Effects of sulphur amino acids on the size and structure of microbial communities of aerobic granular sludge bioreactors

Granular activated sludge has been described as a promising tool in treating wastewater. However, the effect of high concentrations of sulphur amino acids, cysteine and methionine, in the evolution, development and stability of AGS-SBRs (aerobic granular sludge in sequential batch reactors) and their microbial communities is not well-established. Therefore, this study aimed to evaluate microbial communities' size, structure and dynamics in two AGS-SBRs fed with two different concentrations of amino acids (50 and 100 mg L⁻¹ of both amino acids). In addition, the impact of the higher level of amino acids was also determined under an acclimatization or shock strategy. While N removal efficiency decreased with amino acids, the removal of the organic matter was generally satisfactory. Moreover, the abrupt presence of both amino acids reduced even further the removal performance of N, whereas under progressive adaptation, the removal yield was higher. Besides, excellent removal rates of cysteine and methionine elimination were found, in all stages below 80% of the influent values. Generally considered, the addition of amino acids weakly impacts the microbial communities' total abundances. On the contrary, the presence of amino acids sharply modulated the dominant bacterial structures. Furthermore, the highest amino acid concentration under the shock strategy resulted in a severe change in the structure of the microbial community. Acidovorax, Flavobacterium, Methylophilus, Stenotrophomonas and Thauera stood out as the prominent bacteria to cope with the high presence of cysteine and methionine. Hence, the AGS-SBR technology is valuable for treating influents enriched in sulphur Aa inclusively when a shock strategy was used.

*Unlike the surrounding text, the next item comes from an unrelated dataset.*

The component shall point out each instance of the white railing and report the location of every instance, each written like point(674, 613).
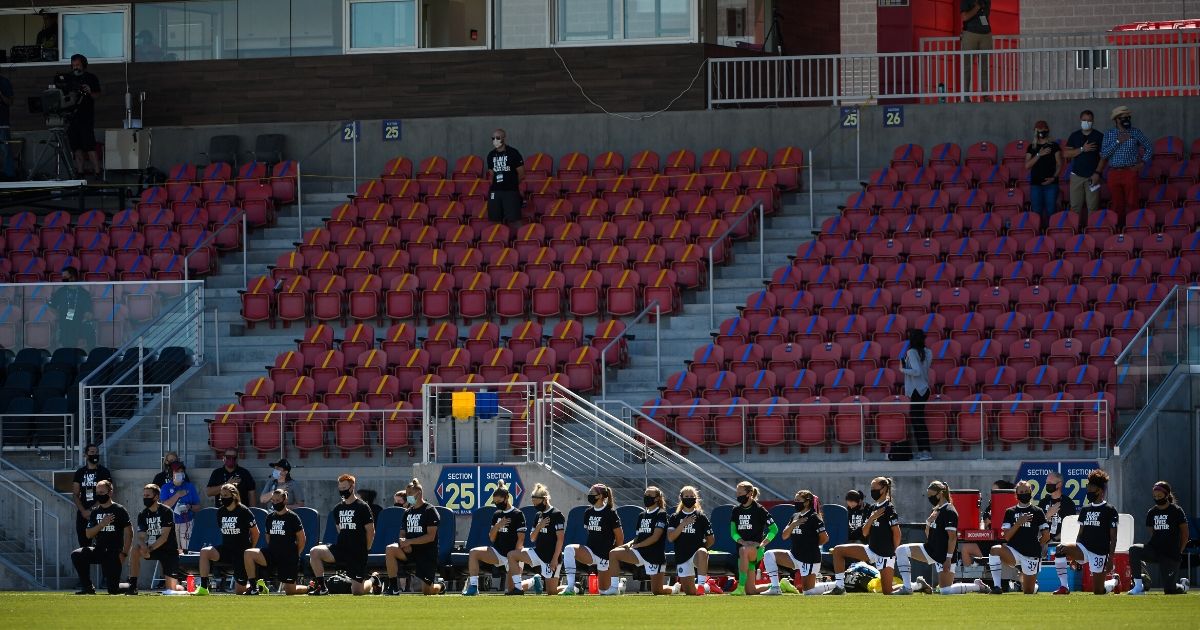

Dynamics of PHA-Accumulating Bacterial Communities Fed with Lipid-Rich Liquid Effluents from Fish-Canning Industries

The biosynthesis of polyhydroxyalkanoates (PHAs) from industrial wastes by mixed microbial cultures (MMCs) enriched in PHA-accumulating bacteria is a promising technology to replace petroleum-based plastics. However, the populations' dynamics in the PHA-accumulating MMCs are not well known. Therefore, the main objective of this study was to address the shifts in the size and structure of the bacterial communities in two lab-scale sequencing batch reactors (SBRs) fed with fish-canning effluents and operated under non-saline (SBR-N, 0.5 g NaCl/L) or saline (SBR-S, 10 g NaCl/L) conditions, by using a combination of quantitative PCR and Illumina sequencing of bacterial 16S rRNA genes. A double growth limitation (DGL) strategy, in which nitrogen availability was limited and uncoupled to carbon addition, strongly modulated the relative abundances of the PHA-accumulating bacteria, leading to an increase in the accumulation of PHAs, independently of the saline conditions (average 9.04 wt% and 11.69 wt%, maximum yields 22.03 wt% and 26.33% SBR-N and SBR-S, respectively). On the other hand, no correlations were found among the PHAs accumulation yields and the absolute abundances of total Bacteria, which decreased through time in the SBR-N and did not present statistical differences in the SBR-S. Acinetobacter, Calothrix, Dyella, Flavobacterium, Novosphingobium, Qipengyuania, and Tsukamurella were key PHA-accumulating genera in both SBRs under the DGL strategy, which was revealed as a successful tool to obtain a PHA-enriched MMC using fish-canning effluents.